[The morphology of substance P in the human brain as determined by an immuno-histo-fluorescence study].
1980
: The application of Coon's indirect method, using antisubstance P antibodies, has permitted the immuno-histo-fluorescence study of the distribution of SP positive structures in 6 human brains. Several areas of the hemispheres and of the brainstem have shown axons of various sizes and densities exhibiting SP positive varicosities. Their topographic distribution was established for the human brain and compared with the distribution observed in the brain of the rat.

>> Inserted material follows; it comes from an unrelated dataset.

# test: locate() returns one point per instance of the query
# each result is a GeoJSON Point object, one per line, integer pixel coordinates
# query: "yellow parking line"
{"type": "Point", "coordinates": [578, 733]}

Both distributions appeared very similar in the somato-sensorial systems of the spinal cord, medulla and pons, in the structures of the midbrain tectum and tegmentum as well as in those of the thalamus and hypothalamus. Substantia nigra and globus pallidus showed a large amount of substance P, in human brain as well as in the rat, but in human brain, substance P positive axons were arranged in a longitudinal peridendritic "pipe" shaped manner, particularly in the antero-external and superior part of the substantia nigra as well as in the internal segment of the globus pallidus; such "pipes" were rarely seen in the rat. Moreover, in man, the pallidal substance P was almost exclusively seen in the internal segment while it spreads to the external segment in the rat. Substance P was found to be scarce in the rhinencephalic and limbic structures, the amygdala and the olfactory bulb of man, contrary to their abundance in the rat, but this peculiarity could be due more to some pathological changes associated with the advanced age of the patients whose brains were studied than to an interspecific difference.